With its favouritism of funding wealthy Independent and Catholic schools, the Morrison Government has completed the demolition of the Gonski funding model that began with the Abbott and Turnbull governments. Yet public schools educate more than 80% of disadvantaged students and 95% of disadvantaged schools are public schools. Trevor Cobbold reports.
The Morrison Government has abandoned public education and is blatantly favouring private schools with special billion-dollar funding deals over the next decade. They will ensure that the existing resource gap between public and private schools will widen dramatically.
Yet public schools enrol more than 80% of the nation’s disadvantaged students – those from lower socio-economic backgrounds, Indigenous students, those with a disability and students living in remote areas. Furthermore, 95% of disadvantaged schools are public schools.
The massive funding bias coincides with continuing huge gaps in achievement between rich and poor. The latest PISA international tests show that low socio-economic status and Indigenous students are two to three years or more behind their high socio-economic status peers. There has been virtually no change in the gaps since 2006.

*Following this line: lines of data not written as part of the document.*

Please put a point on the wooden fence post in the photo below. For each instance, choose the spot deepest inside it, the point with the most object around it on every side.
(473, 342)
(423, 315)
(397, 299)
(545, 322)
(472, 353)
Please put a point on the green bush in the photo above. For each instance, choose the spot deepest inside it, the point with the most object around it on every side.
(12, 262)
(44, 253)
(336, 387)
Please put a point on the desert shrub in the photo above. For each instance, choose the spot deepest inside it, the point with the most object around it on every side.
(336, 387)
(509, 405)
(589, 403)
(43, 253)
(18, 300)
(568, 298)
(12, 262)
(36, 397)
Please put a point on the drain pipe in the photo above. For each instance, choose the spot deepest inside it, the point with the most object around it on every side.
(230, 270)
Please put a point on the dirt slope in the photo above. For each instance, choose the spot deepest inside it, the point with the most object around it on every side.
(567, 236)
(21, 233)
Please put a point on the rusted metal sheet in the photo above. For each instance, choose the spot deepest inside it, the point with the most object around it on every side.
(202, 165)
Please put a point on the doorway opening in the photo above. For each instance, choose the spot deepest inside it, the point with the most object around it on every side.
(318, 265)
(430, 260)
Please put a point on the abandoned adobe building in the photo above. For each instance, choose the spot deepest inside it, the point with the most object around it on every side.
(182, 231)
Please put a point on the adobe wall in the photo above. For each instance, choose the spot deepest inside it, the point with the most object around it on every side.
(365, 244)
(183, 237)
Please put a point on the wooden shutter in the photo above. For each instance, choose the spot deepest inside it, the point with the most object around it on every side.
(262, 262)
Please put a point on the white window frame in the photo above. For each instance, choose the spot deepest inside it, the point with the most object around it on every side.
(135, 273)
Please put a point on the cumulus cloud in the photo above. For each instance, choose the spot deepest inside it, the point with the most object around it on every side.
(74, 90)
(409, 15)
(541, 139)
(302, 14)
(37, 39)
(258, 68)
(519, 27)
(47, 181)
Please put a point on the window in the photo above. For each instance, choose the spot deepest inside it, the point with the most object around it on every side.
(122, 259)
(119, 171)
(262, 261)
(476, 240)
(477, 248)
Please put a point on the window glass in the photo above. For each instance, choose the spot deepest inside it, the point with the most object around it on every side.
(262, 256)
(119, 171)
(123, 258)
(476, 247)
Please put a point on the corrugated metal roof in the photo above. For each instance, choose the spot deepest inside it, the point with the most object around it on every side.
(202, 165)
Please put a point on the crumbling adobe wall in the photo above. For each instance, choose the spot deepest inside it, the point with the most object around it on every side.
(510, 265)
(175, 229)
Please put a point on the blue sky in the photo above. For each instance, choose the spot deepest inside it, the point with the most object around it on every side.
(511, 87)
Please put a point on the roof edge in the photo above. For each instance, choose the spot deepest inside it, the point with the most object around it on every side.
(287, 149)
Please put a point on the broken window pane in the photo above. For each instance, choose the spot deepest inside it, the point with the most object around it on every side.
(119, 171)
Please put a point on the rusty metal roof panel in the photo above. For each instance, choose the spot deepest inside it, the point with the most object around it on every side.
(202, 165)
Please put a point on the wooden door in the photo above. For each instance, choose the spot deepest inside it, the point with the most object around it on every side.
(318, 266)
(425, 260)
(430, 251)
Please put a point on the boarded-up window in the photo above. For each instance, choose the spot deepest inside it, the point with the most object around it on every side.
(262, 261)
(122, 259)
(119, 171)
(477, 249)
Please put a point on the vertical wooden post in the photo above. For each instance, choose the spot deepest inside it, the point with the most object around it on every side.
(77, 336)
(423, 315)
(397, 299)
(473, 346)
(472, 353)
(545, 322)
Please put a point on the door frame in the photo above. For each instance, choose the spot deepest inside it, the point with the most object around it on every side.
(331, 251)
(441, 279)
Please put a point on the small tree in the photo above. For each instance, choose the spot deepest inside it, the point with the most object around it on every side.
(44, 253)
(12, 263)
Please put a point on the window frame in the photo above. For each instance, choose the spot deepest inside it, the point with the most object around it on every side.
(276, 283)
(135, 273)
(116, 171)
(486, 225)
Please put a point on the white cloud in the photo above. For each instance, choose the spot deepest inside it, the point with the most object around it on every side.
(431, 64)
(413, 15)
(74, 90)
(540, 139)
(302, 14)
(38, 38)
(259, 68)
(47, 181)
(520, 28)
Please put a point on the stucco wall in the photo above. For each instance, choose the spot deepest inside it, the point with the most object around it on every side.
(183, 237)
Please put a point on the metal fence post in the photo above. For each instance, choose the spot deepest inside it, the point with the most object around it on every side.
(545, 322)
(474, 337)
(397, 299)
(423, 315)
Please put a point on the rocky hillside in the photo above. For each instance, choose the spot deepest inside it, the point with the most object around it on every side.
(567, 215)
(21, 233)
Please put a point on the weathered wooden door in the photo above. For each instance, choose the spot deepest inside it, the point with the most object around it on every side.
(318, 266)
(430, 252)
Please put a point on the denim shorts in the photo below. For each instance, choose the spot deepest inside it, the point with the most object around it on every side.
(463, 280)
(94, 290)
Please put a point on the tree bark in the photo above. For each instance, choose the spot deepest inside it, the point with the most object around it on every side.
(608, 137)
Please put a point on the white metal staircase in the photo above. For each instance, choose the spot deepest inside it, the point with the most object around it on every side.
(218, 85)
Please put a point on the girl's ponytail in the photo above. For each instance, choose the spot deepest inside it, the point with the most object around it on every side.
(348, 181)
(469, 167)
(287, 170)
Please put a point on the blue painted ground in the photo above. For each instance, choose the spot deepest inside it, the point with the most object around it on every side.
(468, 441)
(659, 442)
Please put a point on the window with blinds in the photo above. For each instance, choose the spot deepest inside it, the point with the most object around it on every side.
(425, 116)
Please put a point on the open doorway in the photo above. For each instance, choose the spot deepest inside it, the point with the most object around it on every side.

A critical factor behind this social inequity is that government funding increases have not been fully targeted at need. Since 2009, after adjusting for inflation, recurrent funding per student by the Commonwealth and state governments increased by 25% for Independent schools, 21% for Catholic schools and just 3% for public schools. Recurrent funding includes funding for teachers’ salaries, maintenance of school buildings and so on.
Government funding increases have favoured privilege over disadvantage.
With its blatant favouritism, the Morrison Government has completed the demolition of the Gonski funding model that began with the Abbott and Turnbull governments. Those governments ditched the large funding increase for 2018 and 2019 that was planned under the original Gonski funding model, an increase that would have mainly benefitted public schools.
Commonwealth funding to 2029
Private schools are already much better resourced than public schools. In 2018, the total income of Independent schools was $23,029 per student and $16,401 per student in Catholic schools compared to $14,940 per student in public schools.
Massive funding increases for private schools planned by the Morrison Government to 2029 will exacerbate the disparity. By 2029, Commonwealth funding for Catholic schools per student will be nearly five times that provided for each public school student ($19,732 compared to $4,882). Funding for Independent schools of $13,063 per student will be nearly three times that for public school students.